Isolation, characterization and mapping of the mouse and human RB1CC1 genes

RB1CC1 (RB1-inducible Coiled-Coil 1), a putative transcription factor implicated in the regulation of RB1 (retinoblastoma 1) expression, was recently identified in a screen for genes involved in multi-drug resistance to anticancer agents. Information about the RB1CC1 gene is limited, however, and its biological function is not determined. Here we report the isolation, characterization and mapping of the mouse RB1CC1 gene (Rb1cc1), together with further characterization of the human RB1CC1 gene. Mouse Rb1cc1 encodes 1588 amino acids, sharing 89% identity and key sequence motifs with its human counterpart. Rb1cc1 is expressed abundantly in heart and testis, with lower levels detected in lung and spleen.
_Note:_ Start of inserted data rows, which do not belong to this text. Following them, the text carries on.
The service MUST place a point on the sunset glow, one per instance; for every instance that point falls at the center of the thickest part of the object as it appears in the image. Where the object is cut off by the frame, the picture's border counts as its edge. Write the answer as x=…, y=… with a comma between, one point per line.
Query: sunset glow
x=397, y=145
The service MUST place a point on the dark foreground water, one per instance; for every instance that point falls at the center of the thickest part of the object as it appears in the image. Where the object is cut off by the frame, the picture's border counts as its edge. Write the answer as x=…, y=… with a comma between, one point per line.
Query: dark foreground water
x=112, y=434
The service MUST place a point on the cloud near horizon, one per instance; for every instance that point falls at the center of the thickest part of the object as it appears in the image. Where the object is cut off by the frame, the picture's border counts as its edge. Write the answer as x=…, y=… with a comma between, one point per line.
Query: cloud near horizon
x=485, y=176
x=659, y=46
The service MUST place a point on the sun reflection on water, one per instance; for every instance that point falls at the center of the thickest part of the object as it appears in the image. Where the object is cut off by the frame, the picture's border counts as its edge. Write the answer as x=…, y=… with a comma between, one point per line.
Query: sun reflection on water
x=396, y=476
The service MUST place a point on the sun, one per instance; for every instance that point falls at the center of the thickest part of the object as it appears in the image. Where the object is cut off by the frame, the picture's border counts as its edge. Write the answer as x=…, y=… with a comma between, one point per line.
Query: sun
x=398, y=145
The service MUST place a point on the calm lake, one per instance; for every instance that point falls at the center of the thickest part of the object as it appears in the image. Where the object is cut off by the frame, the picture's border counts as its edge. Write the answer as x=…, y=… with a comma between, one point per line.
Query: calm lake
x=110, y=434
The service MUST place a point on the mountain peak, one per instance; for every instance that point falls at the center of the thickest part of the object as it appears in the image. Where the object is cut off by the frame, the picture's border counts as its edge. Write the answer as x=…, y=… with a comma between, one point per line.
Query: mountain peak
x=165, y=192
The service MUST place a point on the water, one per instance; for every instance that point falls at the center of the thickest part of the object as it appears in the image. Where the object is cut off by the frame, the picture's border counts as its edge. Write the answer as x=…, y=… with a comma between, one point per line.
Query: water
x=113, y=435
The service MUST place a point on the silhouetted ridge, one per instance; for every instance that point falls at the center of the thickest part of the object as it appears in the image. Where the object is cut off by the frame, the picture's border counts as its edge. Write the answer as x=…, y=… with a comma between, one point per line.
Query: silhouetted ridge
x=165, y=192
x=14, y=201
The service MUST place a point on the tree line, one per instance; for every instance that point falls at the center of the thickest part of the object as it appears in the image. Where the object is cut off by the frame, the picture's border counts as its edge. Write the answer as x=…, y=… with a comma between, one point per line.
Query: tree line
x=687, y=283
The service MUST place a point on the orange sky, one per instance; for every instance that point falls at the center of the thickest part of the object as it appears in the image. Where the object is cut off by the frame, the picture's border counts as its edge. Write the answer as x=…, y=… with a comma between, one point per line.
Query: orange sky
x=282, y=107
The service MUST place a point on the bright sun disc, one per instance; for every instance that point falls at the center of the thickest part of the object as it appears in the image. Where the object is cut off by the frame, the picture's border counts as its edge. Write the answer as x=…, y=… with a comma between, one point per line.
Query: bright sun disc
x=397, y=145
Immunohistochemical analysis revealed the Rb1cc1 and Rb1 proteins are co-localized in the cell nuclei of NIH3T3-3 cell and various mouse tissues. The human and mouse RB1CC1 genes, both of which contain 24 exons, span 74 kb on chromosome 8q11.2 and 57 kb on chromosome 1A2-4, respectively. Conserved sequence motifs and nuclear localization suggest that the RB1CC1 proteins function as transcription factors.